Should also recognize the shifting market for scholarly monographs. A lot of work can no longer be published in book form because publishers (both commercial and university presses) don't want to take the financial risk. There are push as well as pull factors operating here.
"A further question is whether academics have turned towards journal articles because they believe they will be more successful in research assessments, or whether the increase in submitted journal articles is part of a wider shift in academia." The reasons colleagues and i are concentrating on journal articles rather than other forms of publications are: 1. The bureaucrats who decide on REF submissions, and therefore who can progress in their careers, tell us only journal articles matter. This is mainly because they don't bother to read what we write, and rely on the spurious ranking of journals instead. 2. Teaching and admins loads have risen so much nobody has time to write a book unless they get a sabbatical, and even then one semester probably isn't enough.
Yes, I am sure that the increasing teaching and administrative demands on academics is encouraging a switch from writing monographs to journal articles. In the arts and humanities, a full-length monograph is about 80,000 words, whereas a journal article is 8,000 words. So it is almost inevitable that when the demands on academics are increasing every year, it will be a rational decision to write journal articles. After all, who can write four monographs in the time-scale of the REF? Once again, the REF tail is wagging the scholarly dog.

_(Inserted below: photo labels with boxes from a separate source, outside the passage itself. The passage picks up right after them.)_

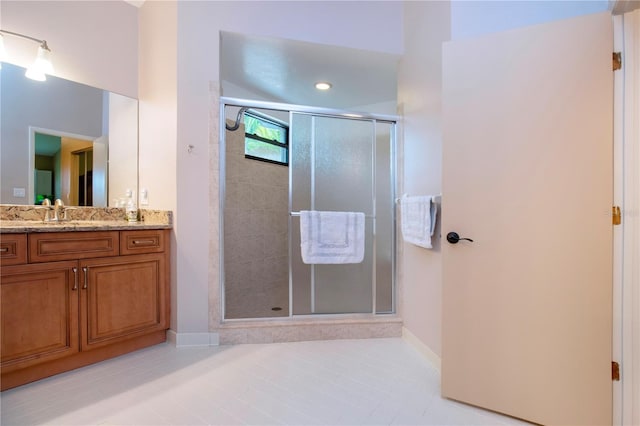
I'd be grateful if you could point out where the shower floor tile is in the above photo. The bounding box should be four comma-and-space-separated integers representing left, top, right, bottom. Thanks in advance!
0, 338, 527, 426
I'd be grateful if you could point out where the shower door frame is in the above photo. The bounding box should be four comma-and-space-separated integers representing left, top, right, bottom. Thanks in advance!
218, 96, 400, 322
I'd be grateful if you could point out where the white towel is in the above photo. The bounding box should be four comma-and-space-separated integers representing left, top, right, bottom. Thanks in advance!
300, 210, 364, 263
400, 195, 437, 248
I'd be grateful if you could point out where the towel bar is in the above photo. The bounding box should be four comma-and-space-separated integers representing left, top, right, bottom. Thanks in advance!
396, 194, 442, 204
289, 212, 376, 219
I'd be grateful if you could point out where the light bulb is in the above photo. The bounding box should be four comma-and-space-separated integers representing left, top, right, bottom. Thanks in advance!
24, 42, 53, 81
316, 81, 331, 90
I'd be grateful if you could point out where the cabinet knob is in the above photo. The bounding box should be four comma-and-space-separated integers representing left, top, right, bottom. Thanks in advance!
71, 266, 78, 291
82, 266, 89, 290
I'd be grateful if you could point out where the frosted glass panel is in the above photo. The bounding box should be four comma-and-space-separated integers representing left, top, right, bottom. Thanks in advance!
290, 113, 380, 314
375, 122, 395, 313
314, 117, 375, 215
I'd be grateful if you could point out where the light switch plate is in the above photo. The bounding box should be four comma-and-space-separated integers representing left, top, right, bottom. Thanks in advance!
140, 188, 149, 206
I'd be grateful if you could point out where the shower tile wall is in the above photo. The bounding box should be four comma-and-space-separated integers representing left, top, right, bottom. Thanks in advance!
224, 121, 289, 318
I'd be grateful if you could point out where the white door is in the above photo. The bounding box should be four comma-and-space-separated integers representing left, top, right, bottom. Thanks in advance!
442, 13, 613, 425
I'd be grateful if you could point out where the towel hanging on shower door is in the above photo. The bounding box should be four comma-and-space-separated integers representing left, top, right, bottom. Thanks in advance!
300, 210, 365, 264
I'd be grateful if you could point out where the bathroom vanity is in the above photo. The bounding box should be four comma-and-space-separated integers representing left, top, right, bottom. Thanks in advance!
0, 210, 171, 390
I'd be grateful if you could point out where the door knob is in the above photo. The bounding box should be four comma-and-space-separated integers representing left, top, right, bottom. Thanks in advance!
447, 232, 473, 244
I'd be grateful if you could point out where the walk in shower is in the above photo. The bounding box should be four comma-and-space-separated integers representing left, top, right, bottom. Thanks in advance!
220, 98, 396, 320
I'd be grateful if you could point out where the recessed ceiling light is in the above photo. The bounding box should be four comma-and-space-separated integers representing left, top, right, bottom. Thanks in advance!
316, 81, 331, 90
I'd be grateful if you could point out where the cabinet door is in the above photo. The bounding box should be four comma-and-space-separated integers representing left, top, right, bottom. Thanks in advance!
80, 254, 168, 350
0, 261, 79, 373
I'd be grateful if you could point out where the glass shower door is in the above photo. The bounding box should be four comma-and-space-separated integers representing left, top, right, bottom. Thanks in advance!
289, 112, 393, 315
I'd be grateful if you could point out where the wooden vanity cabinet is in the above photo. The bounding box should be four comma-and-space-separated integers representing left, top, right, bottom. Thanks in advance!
0, 261, 80, 374
0, 229, 169, 390
80, 254, 168, 351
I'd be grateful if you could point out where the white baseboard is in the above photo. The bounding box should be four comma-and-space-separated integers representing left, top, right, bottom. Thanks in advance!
167, 330, 220, 348
402, 327, 442, 371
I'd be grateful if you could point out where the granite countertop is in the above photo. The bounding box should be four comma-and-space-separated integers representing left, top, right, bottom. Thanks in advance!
0, 205, 173, 234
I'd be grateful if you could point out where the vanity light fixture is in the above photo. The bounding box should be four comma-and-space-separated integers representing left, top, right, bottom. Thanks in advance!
0, 30, 53, 81
316, 81, 331, 90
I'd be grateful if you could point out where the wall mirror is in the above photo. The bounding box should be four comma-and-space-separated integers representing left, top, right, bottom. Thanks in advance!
0, 63, 138, 207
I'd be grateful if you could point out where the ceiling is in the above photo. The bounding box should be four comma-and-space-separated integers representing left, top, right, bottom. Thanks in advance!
220, 32, 399, 114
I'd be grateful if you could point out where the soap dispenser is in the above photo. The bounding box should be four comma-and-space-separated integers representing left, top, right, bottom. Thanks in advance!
126, 198, 138, 222
125, 189, 138, 222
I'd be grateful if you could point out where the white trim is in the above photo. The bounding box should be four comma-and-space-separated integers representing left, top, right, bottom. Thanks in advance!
402, 327, 442, 371
167, 330, 220, 348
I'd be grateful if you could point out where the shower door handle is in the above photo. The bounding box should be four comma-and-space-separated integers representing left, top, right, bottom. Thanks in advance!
447, 232, 473, 244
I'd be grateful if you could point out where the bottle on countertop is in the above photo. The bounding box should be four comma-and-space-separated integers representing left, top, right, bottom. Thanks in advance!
124, 189, 138, 222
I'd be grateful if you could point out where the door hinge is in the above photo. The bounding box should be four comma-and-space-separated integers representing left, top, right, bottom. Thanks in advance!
613, 52, 622, 71
611, 206, 622, 225
611, 361, 620, 382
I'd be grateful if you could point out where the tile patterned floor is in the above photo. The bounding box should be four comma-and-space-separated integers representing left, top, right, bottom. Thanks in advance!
0, 338, 526, 426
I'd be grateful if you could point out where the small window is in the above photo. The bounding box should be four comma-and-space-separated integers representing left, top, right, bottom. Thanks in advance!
244, 111, 289, 166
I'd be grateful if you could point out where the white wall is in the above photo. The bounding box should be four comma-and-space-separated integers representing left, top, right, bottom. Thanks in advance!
107, 93, 138, 206
398, 2, 451, 356
172, 1, 402, 332
138, 1, 179, 331
451, 0, 609, 40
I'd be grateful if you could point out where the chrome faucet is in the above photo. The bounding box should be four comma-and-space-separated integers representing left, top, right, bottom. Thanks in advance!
53, 198, 67, 221
40, 198, 67, 222
42, 198, 51, 222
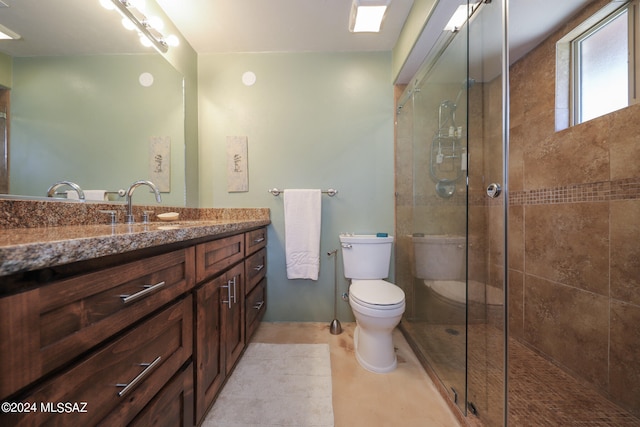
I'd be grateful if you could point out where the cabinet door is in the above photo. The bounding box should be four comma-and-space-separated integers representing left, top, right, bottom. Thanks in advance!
245, 248, 267, 294
245, 278, 267, 342
244, 227, 267, 255
194, 275, 227, 421
0, 248, 195, 398
196, 234, 244, 282
222, 263, 244, 372
0, 296, 193, 426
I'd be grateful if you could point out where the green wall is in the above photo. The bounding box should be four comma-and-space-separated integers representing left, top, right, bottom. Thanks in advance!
10, 54, 185, 206
198, 52, 394, 322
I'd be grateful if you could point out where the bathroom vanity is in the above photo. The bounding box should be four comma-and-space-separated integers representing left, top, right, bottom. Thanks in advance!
0, 206, 269, 426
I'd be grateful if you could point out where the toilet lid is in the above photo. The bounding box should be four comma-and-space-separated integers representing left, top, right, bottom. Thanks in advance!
349, 280, 404, 305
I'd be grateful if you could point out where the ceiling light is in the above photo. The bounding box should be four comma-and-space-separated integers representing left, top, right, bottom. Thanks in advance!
0, 25, 22, 40
107, 0, 178, 53
349, 0, 390, 33
444, 3, 478, 33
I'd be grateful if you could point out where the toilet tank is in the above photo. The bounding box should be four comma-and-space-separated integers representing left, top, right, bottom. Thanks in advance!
411, 235, 466, 281
340, 234, 393, 279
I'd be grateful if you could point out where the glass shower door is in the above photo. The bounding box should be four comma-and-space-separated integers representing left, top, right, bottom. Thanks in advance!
396, 0, 507, 426
467, 0, 508, 426
396, 2, 473, 413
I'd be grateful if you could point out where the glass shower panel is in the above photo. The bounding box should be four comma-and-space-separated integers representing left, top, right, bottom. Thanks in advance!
396, 13, 472, 412
467, 1, 508, 426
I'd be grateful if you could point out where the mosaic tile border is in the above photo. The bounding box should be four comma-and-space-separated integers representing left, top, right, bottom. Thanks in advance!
509, 178, 640, 205
469, 177, 640, 206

I think that the rise of the 'short monograph' amongst scholarly publishers - the 20,000-50,000 hybrid of article and book might become the avenue of choice for REF submissions in a range of social science and humanities. The problem with books is they count as only one or two 'outputs' when the work can be substantial (5 years + for a good one).
Here's another potential reason. I've had 10 books published with global sales. Zero submitted to REF. Reason? Your guess. But I have heard the following type of comment from innumerable 'academics' ... 'well, books aren't proper research are they'. This usually from Doctors or Professors who have published articles that have been read by them, the reviewers ... and pretty much no one else. And for those readers now saying 'sour grapes', think again. I don't write my books for 'academic glory', I couldn't care less about REF, and I'm not a career academic - but on behalf of students, maybe academia should recognise the value of books in education.